Pak-sin-ong mengerutkan keningnya. Dia memang aneh dan lucu pakaiannya, akan tetapi sikapnya sama sekali tidak ramah apalagi lucu. Ia seorang yang sikapnya angkuh. Tadi begitu muncul dan menghadapi teguran-teguran Bu-tek Siu-lam dan Siauw-bin Lo-mo, ia hanya ber­diri dengan kedua kaki terbuka lebar, dada dibusungkan dan kepala dikedikkan, muka agak berdongak memandang kedua orang itu dengan sikap angkuh sekali. Hal ini tidak aneh karena di dunia utara, ia mengangkat diri sendiri menjadi raja, bahkan diperlakukan sebagai raja oleh anak buahnya, yaitu segolongan bangsa Khitan dan Mongol. Kini mendengar ucapan Bu-tek Siu-lam yang tidak hanya amat menghina akan tetapi juga terang-terangan menantangnya itu, mukanya seketika menjadi merah sekali dan dari dua lubang matanya menyambar sinar berapi. Mulut yang seperti tengkorak hidup itu agak tersenyum mengejek, kemudian terdengar suaranya,

“Bu-tek Siu-lam, sudah lama kudengar namamu. Ternyata memang kau pesolek, genit, sombong dan menjemukan.
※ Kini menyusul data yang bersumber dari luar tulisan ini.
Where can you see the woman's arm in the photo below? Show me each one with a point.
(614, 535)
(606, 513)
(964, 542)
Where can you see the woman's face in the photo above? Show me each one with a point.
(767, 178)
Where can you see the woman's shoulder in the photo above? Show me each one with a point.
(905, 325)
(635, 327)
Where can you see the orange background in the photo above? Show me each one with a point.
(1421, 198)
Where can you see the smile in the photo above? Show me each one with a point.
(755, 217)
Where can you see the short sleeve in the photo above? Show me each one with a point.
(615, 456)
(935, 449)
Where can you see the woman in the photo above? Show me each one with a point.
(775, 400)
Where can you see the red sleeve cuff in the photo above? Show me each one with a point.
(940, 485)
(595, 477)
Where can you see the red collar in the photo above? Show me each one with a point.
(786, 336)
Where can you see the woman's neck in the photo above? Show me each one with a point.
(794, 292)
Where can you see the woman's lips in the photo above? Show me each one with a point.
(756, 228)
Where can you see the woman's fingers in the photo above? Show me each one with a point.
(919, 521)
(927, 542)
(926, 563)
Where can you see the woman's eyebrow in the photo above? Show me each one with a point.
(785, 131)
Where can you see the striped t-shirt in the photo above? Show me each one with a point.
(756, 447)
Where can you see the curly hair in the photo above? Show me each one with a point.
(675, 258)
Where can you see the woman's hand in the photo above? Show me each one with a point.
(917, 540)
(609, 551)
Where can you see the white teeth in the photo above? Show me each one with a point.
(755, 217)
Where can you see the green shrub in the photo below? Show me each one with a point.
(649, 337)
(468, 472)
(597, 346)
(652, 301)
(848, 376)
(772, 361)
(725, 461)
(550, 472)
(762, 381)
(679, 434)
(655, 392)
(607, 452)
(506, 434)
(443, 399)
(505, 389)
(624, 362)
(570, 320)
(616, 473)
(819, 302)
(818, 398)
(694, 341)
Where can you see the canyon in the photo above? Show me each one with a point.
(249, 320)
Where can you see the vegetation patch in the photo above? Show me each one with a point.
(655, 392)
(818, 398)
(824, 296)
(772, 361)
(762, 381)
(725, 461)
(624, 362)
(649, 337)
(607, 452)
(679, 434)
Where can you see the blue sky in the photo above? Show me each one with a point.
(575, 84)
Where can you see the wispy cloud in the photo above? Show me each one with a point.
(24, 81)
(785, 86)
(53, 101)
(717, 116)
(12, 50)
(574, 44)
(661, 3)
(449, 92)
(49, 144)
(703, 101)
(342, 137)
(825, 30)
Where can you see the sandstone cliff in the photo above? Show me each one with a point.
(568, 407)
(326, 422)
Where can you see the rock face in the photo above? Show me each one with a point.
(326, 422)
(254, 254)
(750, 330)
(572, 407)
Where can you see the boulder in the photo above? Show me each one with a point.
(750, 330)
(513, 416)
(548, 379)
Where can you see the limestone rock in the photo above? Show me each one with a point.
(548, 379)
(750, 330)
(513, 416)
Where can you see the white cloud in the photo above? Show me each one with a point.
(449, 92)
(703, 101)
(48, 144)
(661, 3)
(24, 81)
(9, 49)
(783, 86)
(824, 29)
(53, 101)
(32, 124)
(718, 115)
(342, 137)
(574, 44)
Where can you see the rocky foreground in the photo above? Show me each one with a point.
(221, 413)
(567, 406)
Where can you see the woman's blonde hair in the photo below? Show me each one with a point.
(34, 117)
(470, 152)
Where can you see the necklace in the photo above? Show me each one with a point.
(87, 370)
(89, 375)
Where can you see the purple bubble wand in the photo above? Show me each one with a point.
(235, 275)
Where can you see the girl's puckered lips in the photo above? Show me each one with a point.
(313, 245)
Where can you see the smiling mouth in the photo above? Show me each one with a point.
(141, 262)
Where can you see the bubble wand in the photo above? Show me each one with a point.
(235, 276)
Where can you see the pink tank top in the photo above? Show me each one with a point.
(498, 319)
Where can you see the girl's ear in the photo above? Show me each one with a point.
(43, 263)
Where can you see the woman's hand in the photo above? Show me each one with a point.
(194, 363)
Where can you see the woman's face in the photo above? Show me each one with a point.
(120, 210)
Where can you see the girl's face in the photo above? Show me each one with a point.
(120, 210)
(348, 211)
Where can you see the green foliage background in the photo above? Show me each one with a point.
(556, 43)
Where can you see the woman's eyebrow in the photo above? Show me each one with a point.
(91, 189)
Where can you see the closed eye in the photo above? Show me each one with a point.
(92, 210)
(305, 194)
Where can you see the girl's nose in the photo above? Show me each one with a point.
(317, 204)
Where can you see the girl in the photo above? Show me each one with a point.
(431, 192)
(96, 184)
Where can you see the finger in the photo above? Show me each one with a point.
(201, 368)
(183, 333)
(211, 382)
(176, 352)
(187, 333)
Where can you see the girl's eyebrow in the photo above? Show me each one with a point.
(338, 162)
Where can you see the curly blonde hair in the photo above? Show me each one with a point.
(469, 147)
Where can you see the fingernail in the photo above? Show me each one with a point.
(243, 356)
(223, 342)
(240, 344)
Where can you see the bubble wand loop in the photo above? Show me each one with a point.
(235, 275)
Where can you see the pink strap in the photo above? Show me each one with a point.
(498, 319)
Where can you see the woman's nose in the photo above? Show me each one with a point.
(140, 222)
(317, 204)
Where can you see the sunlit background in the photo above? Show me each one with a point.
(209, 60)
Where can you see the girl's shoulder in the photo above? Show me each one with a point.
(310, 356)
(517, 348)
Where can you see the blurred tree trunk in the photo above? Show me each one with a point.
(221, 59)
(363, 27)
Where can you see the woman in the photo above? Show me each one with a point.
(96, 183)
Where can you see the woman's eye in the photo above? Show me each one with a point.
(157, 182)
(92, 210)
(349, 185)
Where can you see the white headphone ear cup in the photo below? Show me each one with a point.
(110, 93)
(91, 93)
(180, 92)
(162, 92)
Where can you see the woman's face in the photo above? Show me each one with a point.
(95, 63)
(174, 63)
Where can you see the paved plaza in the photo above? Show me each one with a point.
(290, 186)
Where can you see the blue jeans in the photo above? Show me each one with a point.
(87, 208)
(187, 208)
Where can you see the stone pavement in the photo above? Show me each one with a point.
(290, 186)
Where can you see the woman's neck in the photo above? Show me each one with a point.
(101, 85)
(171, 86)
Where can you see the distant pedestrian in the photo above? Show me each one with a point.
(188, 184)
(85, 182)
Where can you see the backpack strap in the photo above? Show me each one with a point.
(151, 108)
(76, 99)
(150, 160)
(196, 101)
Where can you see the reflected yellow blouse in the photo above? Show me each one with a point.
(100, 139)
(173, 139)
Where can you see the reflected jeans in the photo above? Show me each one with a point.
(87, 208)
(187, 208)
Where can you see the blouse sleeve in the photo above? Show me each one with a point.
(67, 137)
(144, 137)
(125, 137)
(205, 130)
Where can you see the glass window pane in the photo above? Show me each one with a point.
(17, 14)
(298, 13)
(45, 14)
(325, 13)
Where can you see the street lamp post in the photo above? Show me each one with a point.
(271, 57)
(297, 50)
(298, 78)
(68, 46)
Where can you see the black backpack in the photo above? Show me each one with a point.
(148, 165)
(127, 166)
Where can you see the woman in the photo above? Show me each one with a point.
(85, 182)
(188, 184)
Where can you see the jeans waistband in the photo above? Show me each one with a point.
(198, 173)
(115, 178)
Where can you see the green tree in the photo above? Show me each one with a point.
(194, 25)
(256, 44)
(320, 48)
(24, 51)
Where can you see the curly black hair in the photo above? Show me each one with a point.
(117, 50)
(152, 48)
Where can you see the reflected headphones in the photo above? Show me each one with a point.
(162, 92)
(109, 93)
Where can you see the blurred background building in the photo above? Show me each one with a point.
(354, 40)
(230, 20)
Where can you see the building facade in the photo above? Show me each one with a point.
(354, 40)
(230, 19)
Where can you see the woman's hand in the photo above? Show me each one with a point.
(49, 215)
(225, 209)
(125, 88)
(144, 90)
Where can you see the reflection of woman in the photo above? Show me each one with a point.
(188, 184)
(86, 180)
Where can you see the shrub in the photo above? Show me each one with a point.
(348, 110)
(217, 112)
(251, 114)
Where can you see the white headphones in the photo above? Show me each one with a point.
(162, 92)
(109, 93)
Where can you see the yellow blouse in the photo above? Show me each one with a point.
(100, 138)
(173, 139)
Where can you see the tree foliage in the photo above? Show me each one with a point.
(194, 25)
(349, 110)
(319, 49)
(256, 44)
Nah, rasakan kelihaian Pak-sin-ong!” Begitu kata-katanya berhenti, sinar putih yang menyilaukan mata sudah menyambar ke depan. Itulah senjata gergajinya yang sudah ia gerakkan membacok dengan gerakan menarik ke arah perut Bu-tek Siu-lam. Kecepatan gerak dan angin yang didatangkan oleh serangan ini cukup dahsyat dan agaknya kalau perut orang kena disambar gigi-gigi gergaji dengan kekuatan sehebat itu, tentu akan ter­belah dan isi perutnya akan cerai-berai!

“Traanggg....!” Pak-sin-ong terhuyung mundur tiga langkah, juga Bu-tek Siu­lam terdorong ke belakang ketika senjata gergaji itu bertemu dengan gunting besar di tangan Si Tokoh Genit. Mereka me­mandang kagum dan muka mereka ber­ubah sedikit. Pertemuan kedua senjata ini cukup bagi mereka untuk mengetahui bahwa lawan tak boleh dipandang ringan.

“Siuuuuutttt....!” Kini sinar yang kecil panjang menyambar dari tangan kiri Pak-sin-ong, sinar ini melengkung dan me­layang ke atas, lalu dari atas menyambar ke arah kepala Bu-tek Siu-lam.

“Cringgg....!” Sinar kecil putih itu terpental kembali ketika tertumbuk oleh sinar kecil kuning yang meluncur dari tangan kanan Bu-tek Siu-lam. Ternyata tali yang ujungnya terdapat sebuah pan­cing itu tertangkis oleh jarum besar yang diikat benang. Kembali kedua orang ini mendapat kenyataan bahwa lawan ma­sing-masing selain memiliki tenaga yang kuat, juga sama-sama ahli dalam meng­gunakan senjata rahasia bertali itu.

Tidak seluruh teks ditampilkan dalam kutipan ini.